The show is split into scenes watching the cops chase down false leads we know to be dead-ends and other scenes following the remorseful killer getting lucky at a band party while sharing in the loss of a favorite teacher with another student (Eva Allan). We also get scenes with Flynn talking to the medical examiner (Lauren Holly) and dealing with her teenage son (Cameron Bright) and his buxom young girlfriend (Allie Bertram).

Despite the set-up, where the show attempts to be a more unfocused new millennium version of Columbo, the characters themselves are all basic archetypes without any real personality of their own. Flynn is the brilliant observer who looks beyond the obvious while Lucas is the hard boiled cop looking only at the evidence in front of him. Despite having one suspect in custody for the crime, Flynn knows deep down that it’s his friend who is the guilty party, even if she doesn’t know why. The show comes to a close with the motive of the crime being revealed during a flashback sequence during the murderer’s confession.

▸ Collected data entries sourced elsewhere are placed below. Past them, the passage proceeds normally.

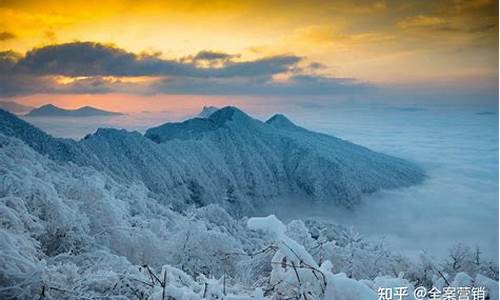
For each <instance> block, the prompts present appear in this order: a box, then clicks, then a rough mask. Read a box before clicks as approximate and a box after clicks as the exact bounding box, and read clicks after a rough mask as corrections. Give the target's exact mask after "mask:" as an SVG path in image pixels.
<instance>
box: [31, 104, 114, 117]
mask: <svg viewBox="0 0 500 300" xmlns="http://www.w3.org/2000/svg"><path fill="white" fill-rule="evenodd" d="M121 114H122V113H117V112H112V111H106V110H102V109H98V108H95V107H92V106H84V107H80V108H78V109H64V108H60V107H58V106H55V105H54V104H45V105H42V106H40V107H38V108H35V109H33V110H31V111H30V112H29V113H28V114H27V115H26V116H28V117H35V116H56V117H57V116H60V117H91V116H111V115H121Z"/></svg>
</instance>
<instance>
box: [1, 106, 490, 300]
mask: <svg viewBox="0 0 500 300" xmlns="http://www.w3.org/2000/svg"><path fill="white" fill-rule="evenodd" d="M221 114H222V115H221V116H218V117H217V116H216V117H217V120H218V121H217V122H216V124H218V125H220V126H221V128H218V129H216V130H214V131H210V133H208V136H205V134H203V135H202V136H201V139H202V142H201V141H193V140H179V139H173V140H169V141H167V142H166V143H160V144H158V143H155V142H153V141H151V140H150V139H147V138H144V136H143V135H141V134H140V133H137V132H128V131H124V130H115V129H101V130H99V131H98V132H97V133H96V134H94V135H92V136H90V137H88V138H87V139H85V140H83V141H80V142H76V141H71V140H61V139H54V138H52V137H50V136H48V135H46V134H44V133H43V132H41V131H40V130H38V129H36V128H34V127H32V126H29V124H27V123H25V122H23V121H21V120H18V119H14V118H12V117H11V116H10V115H5V113H2V112H0V122H1V125H2V127H1V131H2V132H3V133H4V134H2V133H0V298H2V299H33V298H45V299H75V298H76V299H95V298H108V299H134V298H141V297H142V298H144V299H163V296H164V295H165V296H171V297H174V298H175V299H221V298H222V297H223V298H224V299H279V298H280V297H282V298H286V297H287V296H292V297H298V298H299V299H306V298H307V299H332V298H334V299H376V298H375V297H376V287H377V286H394V285H397V284H404V285H408V286H410V285H413V286H416V284H417V283H418V284H425V285H427V286H429V284H432V280H431V279H429V276H435V275H437V272H436V269H438V270H447V272H449V275H447V276H448V278H455V280H460V282H462V281H461V280H462V279H461V278H466V277H465V275H463V274H460V272H468V275H467V276H469V277H470V278H475V281H474V282H473V284H474V285H479V284H483V285H485V286H487V287H488V288H490V289H491V288H493V287H495V286H496V287H498V282H497V281H496V280H497V279H498V271H496V273H495V271H494V267H493V266H492V265H490V264H489V263H488V262H482V261H481V263H479V264H477V265H475V267H474V268H472V267H471V265H470V264H471V263H473V260H472V259H470V257H472V256H471V255H472V254H471V253H469V252H463V253H466V256H463V255H462V256H463V257H465V258H464V260H463V261H464V262H467V264H462V265H463V266H464V268H465V267H466V268H467V270H461V269H456V270H454V269H453V268H451V266H452V264H451V263H449V262H446V261H445V262H434V261H433V262H432V264H433V265H432V266H429V265H430V264H431V263H430V262H429V260H422V261H419V262H412V261H410V260H408V259H406V258H405V257H402V256H400V255H398V253H397V252H395V251H393V249H388V248H386V247H385V246H384V245H383V244H379V243H372V242H369V241H367V240H365V239H364V238H363V237H362V236H361V235H359V234H358V233H357V232H356V231H355V230H353V229H351V228H344V227H342V226H341V225H335V224H326V223H323V222H319V221H314V222H311V221H305V222H304V221H303V220H294V221H291V222H289V223H288V224H284V223H283V222H282V221H280V220H279V219H278V218H277V217H276V216H274V215H270V216H267V217H256V218H249V219H248V218H247V217H244V215H243V216H242V214H238V213H237V209H235V207H238V206H241V207H245V205H248V206H249V207H250V206H257V205H258V204H259V203H258V202H252V201H250V200H252V199H257V198H259V197H261V196H262V195H260V194H257V195H254V196H253V197H254V198H250V197H248V198H238V196H241V195H242V194H245V192H246V191H248V190H245V185H242V184H237V183H238V180H237V179H236V178H238V177H239V176H240V175H241V177H239V179H240V180H241V182H243V181H244V180H249V179H253V180H254V182H253V184H254V185H255V186H256V191H260V192H262V193H265V191H261V190H260V189H261V188H264V187H269V189H273V187H274V188H275V189H276V192H281V190H280V189H277V188H276V186H278V187H279V188H283V189H285V188H289V187H286V185H283V186H280V184H279V183H278V182H277V181H273V179H272V176H269V177H267V176H264V175H266V174H267V173H266V166H268V167H269V170H272V171H270V174H276V173H274V172H278V173H279V172H280V171H278V170H279V169H280V168H284V167H283V166H280V165H278V164H275V165H273V166H274V168H275V169H273V168H271V167H270V166H271V164H267V163H268V161H265V160H264V157H266V158H269V157H270V161H272V162H274V163H276V161H280V160H281V159H282V156H280V155H278V154H279V153H281V152H274V150H275V148H276V147H277V148H278V149H281V146H283V144H279V142H278V141H280V140H282V139H284V140H286V143H289V144H293V143H299V142H297V141H295V142H292V140H290V137H288V136H289V135H291V136H295V135H297V136H300V137H304V138H305V141H303V142H307V139H310V140H311V142H313V141H316V142H315V143H319V144H314V145H319V146H318V147H319V148H321V147H320V145H321V144H322V143H325V145H332V144H331V143H332V142H331V140H330V139H331V137H323V136H322V135H317V136H316V134H313V136H309V134H310V133H307V131H306V133H304V130H303V129H301V132H302V133H285V131H279V133H276V131H275V130H276V129H273V128H268V126H267V125H265V124H263V123H255V121H254V120H253V119H251V118H249V117H248V116H246V115H244V114H243V113H240V112H238V111H233V112H231V111H229V112H227V111H226V112H222V113H221ZM214 122H215V121H214ZM242 122H246V123H247V124H246V125H245V126H243V125H241V124H242ZM248 124H253V125H252V126H254V127H251V128H249V127H248ZM259 128H260V129H259ZM255 130H262V131H261V134H262V136H264V137H268V136H269V135H270V136H271V137H272V138H269V139H267V138H266V139H264V138H262V136H259V137H258V138H257V137H255V132H254V131H255ZM212 134H213V135H212ZM275 134H276V136H275ZM217 138H220V139H221V141H218V140H217ZM318 140H319V142H318ZM335 141H337V140H335ZM271 142H272V143H271ZM339 143H340V145H343V147H346V149H344V150H346V151H347V148H349V149H350V150H355V151H354V152H356V151H361V152H362V153H364V154H366V153H371V152H366V151H369V150H365V149H364V148H357V146H354V145H351V144H346V145H345V144H343V142H339ZM254 144H255V145H257V146H255V147H253V148H250V149H246V148H245V147H250V146H252V145H254ZM277 145H281V146H277ZM223 146H224V147H223ZM243 146H244V147H243ZM287 147H289V148H286V149H291V148H290V147H292V145H288V146H287ZM304 147H305V146H304ZM325 147H326V146H325ZM227 148H230V149H231V148H232V149H231V150H228V149H227ZM341 148H342V147H341ZM195 149H196V150H195ZM224 149H225V151H222V150H224ZM256 150H259V151H262V153H261V152H259V151H257V152H256ZM282 150H283V149H281V150H280V151H282ZM311 151H312V150H311ZM318 151H319V152H321V151H323V150H318ZM324 151H326V150H324ZM259 153H261V155H258V154H259ZM344 154H346V152H344ZM303 155H305V156H307V155H312V154H307V153H303ZM314 155H318V154H314ZM374 155H375V154H374ZM375 156H377V155H375ZM382 157H385V156H382ZM379 158H380V157H379ZM260 159H262V160H264V161H265V162H266V163H263V164H259V163H258V162H257V161H259V160H260ZM325 159H326V158H325ZM374 159H375V158H374ZM181 160H185V161H186V163H183V162H182V161H181ZM375 160H377V159H375ZM346 161H350V159H347V160H346ZM391 161H392V160H391ZM396 161H397V160H396ZM250 162H253V164H252V165H248V167H249V168H250V170H245V168H242V165H243V166H246V165H245V164H247V163H250ZM155 163H157V164H156V165H155ZM323 163H325V162H324V161H323ZM151 166H154V167H151ZM200 166H201V167H200ZM240 172H241V173H240ZM247 172H248V173H247ZM249 173H250V174H253V175H254V176H255V177H248V176H250V175H249ZM255 174H258V176H257V175H255ZM285 174H286V172H285ZM288 174H290V173H288ZM326 174H328V173H326ZM286 176H287V175H285V176H284V177H286ZM345 176H347V175H345ZM148 178H149V179H151V180H153V185H150V184H152V183H151V182H149V184H146V182H147V180H149V179H148ZM194 179H197V180H194ZM332 180H333V178H332ZM185 182H191V184H188V185H187V186H184V183H185ZM228 182H230V183H231V186H232V187H233V190H232V191H231V190H229V189H228V190H225V189H222V190H220V191H219V190H218V188H219V187H220V186H224V184H228ZM321 184H322V183H321V182H319V183H317V185H318V186H321ZM150 186H153V187H155V186H157V187H158V189H157V190H155V189H153V188H150ZM183 188H186V189H187V190H185V191H184V192H185V193H186V194H187V195H188V197H187V198H184V196H186V195H184V193H183ZM247 188H248V186H247ZM345 188H346V189H347V187H345ZM160 191H163V192H162V193H160ZM222 191H223V192H222ZM205 194H208V195H210V197H213V199H217V201H216V200H213V201H208V200H207V199H205V198H203V197H205V196H204V195H205ZM219 197H222V199H224V200H222V199H219ZM304 197H305V198H304V199H308V200H310V198H307V197H306V196H304ZM176 198H178V199H177V200H176V201H175V199H176ZM186 199H187V200H186ZM205 200H207V201H206V203H205ZM244 200H247V202H245V201H244ZM188 201H192V202H191V203H189V202H188ZM197 201H199V203H198V202H197ZM218 201H226V202H230V203H227V205H226V206H227V207H226V208H227V209H226V208H225V207H224V205H221V204H222V203H223V202H218ZM200 203H201V204H202V205H200ZM177 204H178V205H183V206H182V209H179V206H176V205H177ZM196 204H198V205H196ZM245 208H247V207H245ZM282 209H286V203H283V204H282ZM460 253H462V252H460ZM462 256H461V257H462ZM489 269H492V270H493V271H491V272H489V273H488V272H487V271H488V270H489ZM496 270H497V269H496ZM457 274H459V275H457ZM457 278H458V279H457ZM490 278H491V279H490ZM492 296H495V295H494V294H492ZM496 296H497V298H496V299H498V295H496ZM492 299H495V298H494V297H493V298H492Z"/></svg>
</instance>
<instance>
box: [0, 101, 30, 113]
mask: <svg viewBox="0 0 500 300" xmlns="http://www.w3.org/2000/svg"><path fill="white" fill-rule="evenodd" d="M0 109H4V110H6V111H9V112H11V113H14V114H23V113H27V112H29V111H31V110H32V109H33V107H31V106H27V105H23V104H19V103H17V102H14V101H0Z"/></svg>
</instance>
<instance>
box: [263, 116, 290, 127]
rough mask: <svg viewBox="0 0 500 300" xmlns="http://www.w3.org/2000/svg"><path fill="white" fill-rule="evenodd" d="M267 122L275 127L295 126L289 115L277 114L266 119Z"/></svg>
mask: <svg viewBox="0 0 500 300" xmlns="http://www.w3.org/2000/svg"><path fill="white" fill-rule="evenodd" d="M266 124H269V125H272V126H274V127H279V128H295V127H297V125H295V124H294V123H293V122H292V121H290V120H289V119H288V118H287V117H285V116H284V115H282V114H275V115H274V116H272V117H271V118H269V120H267V121H266Z"/></svg>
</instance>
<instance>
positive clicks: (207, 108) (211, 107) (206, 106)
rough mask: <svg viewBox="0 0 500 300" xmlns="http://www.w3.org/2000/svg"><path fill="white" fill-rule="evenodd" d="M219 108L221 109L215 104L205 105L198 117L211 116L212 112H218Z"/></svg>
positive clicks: (204, 117) (200, 112) (205, 116)
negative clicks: (215, 105) (207, 105)
mask: <svg viewBox="0 0 500 300" xmlns="http://www.w3.org/2000/svg"><path fill="white" fill-rule="evenodd" d="M218 110H219V108H218V107H215V106H203V109H202V110H201V112H200V113H199V114H198V117H200V118H208V117H210V115H211V114H213V113H214V112H216V111H218Z"/></svg>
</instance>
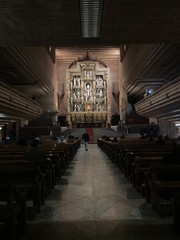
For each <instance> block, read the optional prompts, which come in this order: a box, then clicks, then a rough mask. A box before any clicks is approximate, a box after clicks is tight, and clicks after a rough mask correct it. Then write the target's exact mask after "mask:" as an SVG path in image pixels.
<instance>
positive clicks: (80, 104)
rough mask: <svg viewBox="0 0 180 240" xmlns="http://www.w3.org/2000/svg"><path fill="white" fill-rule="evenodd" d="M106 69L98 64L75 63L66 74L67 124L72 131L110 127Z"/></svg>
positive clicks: (95, 63)
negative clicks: (66, 86)
mask: <svg viewBox="0 0 180 240" xmlns="http://www.w3.org/2000/svg"><path fill="white" fill-rule="evenodd" d="M109 78H110V74H109V69H108V68H100V67H99V62H96V61H83V62H77V64H76V68H75V67H73V68H72V69H71V68H70V69H68V70H67V93H68V96H67V102H68V104H67V105H68V106H67V109H68V116H67V120H68V122H69V124H70V126H72V127H81V126H83V127H84V126H87V125H91V126H92V127H95V126H98V127H106V126H107V125H108V124H109V123H110V97H109V90H108V89H109Z"/></svg>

Despite the show’s name, the first episode doesn’t put the motive first and foremost and the show is pretty much a generic procedural with the exception of the audience knowing before the police who committed the crime. The idea of the motive being each episode’s big reveal is a little odd and keeps our brilliant police detective fumbling around in the dark for longer than necessary. “Creeping Tom” doesn’t offer much in the way of characters or story to sell me on the show’s basic concept. It’s a pilot episode so I expect it to be a little shaky, but I would also expect a glimmer of what the show might become given enough time. I may give it another try after a few episodes down the line to see if the show’s creators ironed out some of the kinks.